"Peppino Impastato ha scelto di lottare contro il potere criminale mafioso partendo da una posizione scomoda perché egli stesso era figlio di un mafioso. La sua è quindi una storia di rottura".
La sua figura è tanto più complessa, racconta, perché "non solo si schierò dalla parte dell'antimafia, ma anche dei diritti, dell'antifascismo, dell'ambientalismo, istanze sociali che lo resero divisivo. E lo è ancora oggi (per fortuna!), come dimostra la vicenda degli studenti di un Liceo di Partinico che avrebbero sostenuto di non voler intitolare il loro istituto alla memoria di Peppino e della madre Felicia".
"Un caso che da un lato ci ha amareggiato - spiega Luisa Impastato -, dall'altro è stata una occasione in più per continuare il nostro impegno, convinti che i ragazzi vadano sempre ascoltati e mai strumentalizzati".
Peppino Impastato fu anche uno scrittore, un cronista "che faceva dell'informazione una forma di resistenza. Per questo mi fa piacere che sia annoverato da Ossigeno tra i giornalisti italiani uccisi nonostante lui non fosse ufficialmente un giornalista. Ricevette la tessera dall'Ordine dopo la morte, con la data 9 maggio 1978", ricorda la nipote.

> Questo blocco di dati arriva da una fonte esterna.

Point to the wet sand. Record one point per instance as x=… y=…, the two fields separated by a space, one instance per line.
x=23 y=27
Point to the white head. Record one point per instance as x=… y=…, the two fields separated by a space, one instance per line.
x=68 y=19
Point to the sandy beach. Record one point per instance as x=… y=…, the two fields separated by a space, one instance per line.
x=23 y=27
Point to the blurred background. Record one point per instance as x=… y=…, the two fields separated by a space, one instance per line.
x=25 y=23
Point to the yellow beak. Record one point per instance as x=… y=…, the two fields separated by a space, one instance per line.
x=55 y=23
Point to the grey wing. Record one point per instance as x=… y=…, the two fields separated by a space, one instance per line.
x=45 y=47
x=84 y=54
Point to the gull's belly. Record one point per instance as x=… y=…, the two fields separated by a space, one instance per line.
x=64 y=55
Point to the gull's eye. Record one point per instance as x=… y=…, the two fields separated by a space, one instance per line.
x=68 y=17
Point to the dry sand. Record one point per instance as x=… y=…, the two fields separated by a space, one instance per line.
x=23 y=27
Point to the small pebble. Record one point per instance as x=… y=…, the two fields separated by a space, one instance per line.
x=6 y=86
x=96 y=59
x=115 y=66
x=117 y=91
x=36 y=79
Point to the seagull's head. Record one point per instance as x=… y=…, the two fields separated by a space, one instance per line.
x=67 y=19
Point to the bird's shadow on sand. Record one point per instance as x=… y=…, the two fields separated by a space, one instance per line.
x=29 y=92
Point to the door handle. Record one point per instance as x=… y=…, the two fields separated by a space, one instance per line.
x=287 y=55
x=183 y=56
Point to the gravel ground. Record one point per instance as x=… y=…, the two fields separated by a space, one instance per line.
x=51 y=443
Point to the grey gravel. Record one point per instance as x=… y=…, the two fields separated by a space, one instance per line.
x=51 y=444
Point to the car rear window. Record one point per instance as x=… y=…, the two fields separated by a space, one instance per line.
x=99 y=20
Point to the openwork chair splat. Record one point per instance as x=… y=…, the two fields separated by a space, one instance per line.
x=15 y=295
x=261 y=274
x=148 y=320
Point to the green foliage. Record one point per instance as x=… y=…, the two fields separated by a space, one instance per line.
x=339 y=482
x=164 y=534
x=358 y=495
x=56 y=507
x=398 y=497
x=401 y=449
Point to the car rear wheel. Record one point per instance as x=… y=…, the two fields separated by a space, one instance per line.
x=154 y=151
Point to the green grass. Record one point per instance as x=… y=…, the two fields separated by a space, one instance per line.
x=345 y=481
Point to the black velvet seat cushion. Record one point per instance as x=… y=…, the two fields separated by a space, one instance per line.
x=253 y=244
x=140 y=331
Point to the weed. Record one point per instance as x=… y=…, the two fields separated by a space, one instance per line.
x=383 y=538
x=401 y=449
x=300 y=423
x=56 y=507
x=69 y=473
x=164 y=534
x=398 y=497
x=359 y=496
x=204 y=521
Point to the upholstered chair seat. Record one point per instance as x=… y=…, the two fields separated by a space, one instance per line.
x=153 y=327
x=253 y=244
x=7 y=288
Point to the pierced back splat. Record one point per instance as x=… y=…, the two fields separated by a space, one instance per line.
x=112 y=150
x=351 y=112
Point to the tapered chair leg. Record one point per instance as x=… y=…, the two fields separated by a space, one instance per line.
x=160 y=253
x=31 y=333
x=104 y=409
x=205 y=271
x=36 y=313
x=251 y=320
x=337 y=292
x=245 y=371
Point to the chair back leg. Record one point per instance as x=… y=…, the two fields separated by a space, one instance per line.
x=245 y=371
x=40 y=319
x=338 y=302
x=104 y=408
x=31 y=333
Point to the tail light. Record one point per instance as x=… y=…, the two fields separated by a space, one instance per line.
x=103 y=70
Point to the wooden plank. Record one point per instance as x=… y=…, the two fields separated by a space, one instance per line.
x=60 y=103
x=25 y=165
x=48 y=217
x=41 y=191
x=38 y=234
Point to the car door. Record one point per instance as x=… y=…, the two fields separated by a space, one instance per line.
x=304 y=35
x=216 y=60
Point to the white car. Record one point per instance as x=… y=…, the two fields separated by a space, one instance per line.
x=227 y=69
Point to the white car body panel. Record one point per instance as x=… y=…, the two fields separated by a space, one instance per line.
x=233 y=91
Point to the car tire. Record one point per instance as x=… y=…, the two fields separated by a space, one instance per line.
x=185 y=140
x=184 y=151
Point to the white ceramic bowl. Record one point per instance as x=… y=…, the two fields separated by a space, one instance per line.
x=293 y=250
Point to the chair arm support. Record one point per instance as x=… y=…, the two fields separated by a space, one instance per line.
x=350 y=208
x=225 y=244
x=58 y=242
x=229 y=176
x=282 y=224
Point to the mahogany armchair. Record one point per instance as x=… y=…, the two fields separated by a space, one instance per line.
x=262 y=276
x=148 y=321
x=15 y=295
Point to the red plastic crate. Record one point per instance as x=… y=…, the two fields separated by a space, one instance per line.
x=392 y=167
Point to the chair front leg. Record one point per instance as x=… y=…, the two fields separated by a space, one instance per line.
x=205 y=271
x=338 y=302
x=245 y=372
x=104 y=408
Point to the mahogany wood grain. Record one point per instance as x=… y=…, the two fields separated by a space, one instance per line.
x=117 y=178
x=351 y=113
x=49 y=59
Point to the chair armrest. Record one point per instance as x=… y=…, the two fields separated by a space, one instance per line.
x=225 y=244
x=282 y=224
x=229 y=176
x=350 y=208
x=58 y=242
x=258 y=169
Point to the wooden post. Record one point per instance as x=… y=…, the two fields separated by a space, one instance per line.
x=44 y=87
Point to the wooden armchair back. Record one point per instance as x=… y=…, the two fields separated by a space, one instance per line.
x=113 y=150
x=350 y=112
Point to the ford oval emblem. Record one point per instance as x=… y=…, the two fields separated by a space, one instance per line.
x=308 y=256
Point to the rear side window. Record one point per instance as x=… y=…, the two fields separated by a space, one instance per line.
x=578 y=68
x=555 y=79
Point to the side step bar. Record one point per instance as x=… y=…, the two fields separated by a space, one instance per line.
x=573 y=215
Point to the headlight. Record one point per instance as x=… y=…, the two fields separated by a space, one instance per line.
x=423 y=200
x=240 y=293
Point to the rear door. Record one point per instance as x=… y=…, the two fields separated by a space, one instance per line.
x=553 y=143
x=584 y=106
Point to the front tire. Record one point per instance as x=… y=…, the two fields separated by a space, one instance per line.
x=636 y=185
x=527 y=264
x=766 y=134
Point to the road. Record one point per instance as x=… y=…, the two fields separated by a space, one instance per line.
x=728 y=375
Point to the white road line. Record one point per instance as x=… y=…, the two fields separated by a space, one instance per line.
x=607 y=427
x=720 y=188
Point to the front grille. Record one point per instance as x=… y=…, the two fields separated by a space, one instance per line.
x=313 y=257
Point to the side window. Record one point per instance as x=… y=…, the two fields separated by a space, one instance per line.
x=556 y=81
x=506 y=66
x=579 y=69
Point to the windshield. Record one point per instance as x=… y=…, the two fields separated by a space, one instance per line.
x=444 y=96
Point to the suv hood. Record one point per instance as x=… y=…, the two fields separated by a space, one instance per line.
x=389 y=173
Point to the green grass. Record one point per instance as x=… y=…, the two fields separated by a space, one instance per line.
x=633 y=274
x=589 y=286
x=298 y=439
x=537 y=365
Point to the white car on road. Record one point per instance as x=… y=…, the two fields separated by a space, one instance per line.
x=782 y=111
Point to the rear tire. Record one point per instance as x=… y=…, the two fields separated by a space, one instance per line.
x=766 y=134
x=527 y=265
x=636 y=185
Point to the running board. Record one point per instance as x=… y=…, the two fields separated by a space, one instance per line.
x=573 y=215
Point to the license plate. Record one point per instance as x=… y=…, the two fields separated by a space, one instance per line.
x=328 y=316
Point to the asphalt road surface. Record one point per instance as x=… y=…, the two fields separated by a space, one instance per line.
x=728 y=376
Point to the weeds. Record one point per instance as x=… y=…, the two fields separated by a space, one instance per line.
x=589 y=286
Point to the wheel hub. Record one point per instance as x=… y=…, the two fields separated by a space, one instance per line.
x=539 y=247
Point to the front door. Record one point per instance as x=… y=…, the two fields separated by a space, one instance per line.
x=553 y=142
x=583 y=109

"È una figura simbolica - aggiunge Luisa Impastato - perché ha lottato per una società libera dalle oppressioni e dalle ingiustizie sociali. Se Peppino continua a ispirare l'impegno di tante e tanti si deve a chi ha continuato a raccontare la sua storia per difendere la sua memoria, in particolare a sua madre Felicia. La cultura mafiosa l'avrebbe voluta in silenzio a piangere suo figlio nelle mura di casa, lei invece scelse di aprire quelle porte e di continuare a raccontare il suo Peppino, riuscendo da un lato ad ottenere la verità giudiziaria per il suo omicidio, dall'altro a riscattare la storia del figlio, consegnandola alle generazioni successive".